Babin, 85, may have also set a world record with his service.

The Guinness Book of World Records lists former Hampton, Virginia, city employee Hardy William Cash as the longest working civil servant with 63 years, 210 days on the job before retiring in 2012.

Babin, who lives in St. Martinville, said his friends and family are exploring how to pursue Guinness recognition.

“It’s really mind-boggling, even to me, to have lasted this long,” said Babin, who was hired during Gov. Robert Kennon’s only term.

And Babin, who has four children, 11 grandchildren and 12 great-grandchildren, said he would have continued to work, but his body won’t tolerate the heat on the road like it once did.
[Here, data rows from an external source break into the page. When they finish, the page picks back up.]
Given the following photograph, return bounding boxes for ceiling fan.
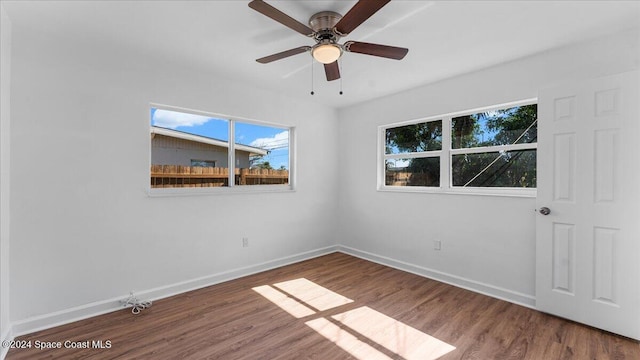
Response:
[248,0,408,81]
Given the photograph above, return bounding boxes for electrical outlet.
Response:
[242,237,249,247]
[434,240,441,251]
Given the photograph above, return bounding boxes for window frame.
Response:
[149,103,295,196]
[383,119,444,188]
[378,99,537,197]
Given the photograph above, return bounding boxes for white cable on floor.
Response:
[120,292,152,314]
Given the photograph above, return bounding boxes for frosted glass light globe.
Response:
[312,44,341,64]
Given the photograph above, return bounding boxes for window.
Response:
[190,160,216,168]
[379,100,537,195]
[150,105,293,193]
[235,122,290,186]
[384,120,442,187]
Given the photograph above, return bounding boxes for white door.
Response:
[536,71,640,340]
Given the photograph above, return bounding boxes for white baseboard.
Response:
[11,245,339,338]
[337,245,536,309]
[1,326,13,360]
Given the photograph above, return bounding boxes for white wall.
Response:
[1,2,13,351]
[337,29,640,306]
[8,21,339,333]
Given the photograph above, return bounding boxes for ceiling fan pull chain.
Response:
[310,58,315,95]
[339,59,344,95]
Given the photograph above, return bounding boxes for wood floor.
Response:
[7,253,640,359]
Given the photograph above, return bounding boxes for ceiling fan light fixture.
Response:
[312,43,342,64]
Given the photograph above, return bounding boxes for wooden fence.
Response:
[386,171,434,187]
[151,165,289,188]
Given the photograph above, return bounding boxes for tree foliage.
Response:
[385,121,442,186]
[386,121,443,153]
[386,104,537,188]
[254,161,273,170]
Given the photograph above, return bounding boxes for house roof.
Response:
[151,126,268,156]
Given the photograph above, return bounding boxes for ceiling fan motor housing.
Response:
[309,11,343,43]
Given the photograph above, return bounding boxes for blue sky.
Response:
[151,108,289,169]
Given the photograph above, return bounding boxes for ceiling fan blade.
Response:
[344,41,408,60]
[248,0,314,37]
[256,46,311,64]
[334,0,391,36]
[324,61,340,81]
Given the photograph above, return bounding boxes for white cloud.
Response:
[388,159,410,168]
[152,109,214,129]
[249,131,289,150]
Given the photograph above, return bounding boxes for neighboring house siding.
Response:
[151,134,251,168]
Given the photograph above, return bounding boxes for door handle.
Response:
[539,207,551,215]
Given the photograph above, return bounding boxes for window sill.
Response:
[148,185,295,197]
[377,186,536,198]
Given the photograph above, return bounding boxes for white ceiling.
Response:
[3,0,640,108]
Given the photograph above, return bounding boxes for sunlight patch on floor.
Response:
[254,278,456,360]
[273,278,354,311]
[332,306,456,360]
[252,284,316,318]
[306,318,394,360]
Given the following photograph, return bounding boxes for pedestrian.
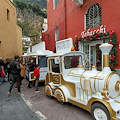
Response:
[0,57,5,67]
[27,58,36,88]
[6,58,11,81]
[33,64,40,93]
[8,55,21,95]
[0,66,5,84]
[0,57,6,82]
[9,58,14,84]
[19,57,23,64]
[20,61,26,87]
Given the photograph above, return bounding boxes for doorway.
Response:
[96,44,102,71]
[89,41,103,71]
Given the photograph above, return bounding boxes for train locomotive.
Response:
[44,43,120,120]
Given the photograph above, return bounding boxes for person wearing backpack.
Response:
[6,58,11,81]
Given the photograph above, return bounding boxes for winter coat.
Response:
[10,60,21,75]
[33,68,40,78]
[1,70,5,77]
[20,63,26,77]
[28,62,35,72]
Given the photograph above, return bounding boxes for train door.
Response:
[89,41,103,70]
[38,56,48,81]
[90,46,96,66]
[96,44,102,71]
[50,57,61,85]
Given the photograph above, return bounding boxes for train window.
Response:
[38,56,47,68]
[64,56,82,69]
[51,59,60,73]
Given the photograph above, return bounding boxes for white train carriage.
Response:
[23,50,53,82]
[44,43,120,120]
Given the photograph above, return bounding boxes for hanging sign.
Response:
[81,25,106,38]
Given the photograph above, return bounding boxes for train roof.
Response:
[47,51,86,57]
[22,50,53,57]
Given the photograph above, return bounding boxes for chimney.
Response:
[99,43,113,73]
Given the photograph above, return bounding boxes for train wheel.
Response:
[91,103,110,120]
[44,85,53,98]
[54,89,65,102]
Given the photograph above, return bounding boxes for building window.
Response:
[53,0,59,9]
[55,27,59,41]
[7,9,10,21]
[85,3,102,29]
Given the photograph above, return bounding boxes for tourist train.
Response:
[44,43,120,120]
[23,42,53,82]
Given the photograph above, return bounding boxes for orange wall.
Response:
[0,0,22,58]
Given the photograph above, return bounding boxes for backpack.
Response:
[7,64,10,69]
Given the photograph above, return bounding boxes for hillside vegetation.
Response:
[13,0,46,42]
[14,0,47,18]
[13,0,47,9]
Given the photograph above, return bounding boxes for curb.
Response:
[20,94,47,120]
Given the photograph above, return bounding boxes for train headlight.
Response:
[115,81,120,92]
[117,111,120,114]
[101,89,110,99]
[116,110,120,119]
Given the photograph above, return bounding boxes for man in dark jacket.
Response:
[27,58,36,88]
[0,57,5,67]
[28,59,36,72]
[8,55,21,95]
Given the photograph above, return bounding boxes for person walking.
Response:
[14,61,26,88]
[0,66,5,84]
[8,55,21,95]
[0,57,5,68]
[20,61,26,87]
[33,64,40,93]
[6,58,11,81]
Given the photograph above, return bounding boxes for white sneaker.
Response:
[35,90,40,93]
[8,92,12,96]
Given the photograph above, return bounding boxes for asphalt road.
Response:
[0,81,40,120]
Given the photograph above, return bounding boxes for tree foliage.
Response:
[13,0,47,9]
[13,0,47,18]
[17,21,30,36]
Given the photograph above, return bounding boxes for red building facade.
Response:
[42,0,120,71]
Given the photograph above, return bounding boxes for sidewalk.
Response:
[0,81,40,120]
Babin retired as an Acadiana districtwide maintenance specialist, still on the road with crews spreading new smooth fresh layers of asphalt overlays, occasionally grabbing a broom or rake to work beside the younger men and women.

“I loved my years on maintenance with the hot mix because you get to see what you’ve accomplished after a good day’s work; I love my crew,” Babin said. “But my 60-year-old brain is telling my 85-year-old body it’s time to go. To be honest, I can’t believe it went by so fast.”

Babin said he can’t remember a bad day at work. He rarely took a day off and never took a week-long vacation, accumulating 12,000 hours in unused leave.

“My advice is if you like your job, keep at it,” he said.

Babin is a past recipient of the Charles E. Dunbar, Jr. Career Civil Service Award, the highest honor for a Louisiana civil servant.

“Roland’s presence and sense of humor is contagious; I have never heard him speak anything but positivity with a huge smile,” Wilson said. “It’s been eye-opening to see someone from his generation bridge the gap with a much younger and more transient workforce. He is respected and revered by those around him because of his seniority.”

Babin actually first considered retiring in 2012, but his wife, Georgean, died unexpectedly.

“There was no way I was quitting after I lost her,” he said.

Babin said he’s not sure how he’ll spend most of his retirement hours, “but I can tell you I’m not going to sit around the house.”

And he concedes feeling apprehensive about a future that doesn’t include work.

“This is my life; I’m going to miss it,” Babin said. “The truth is I wish I was younger so I could work longer.”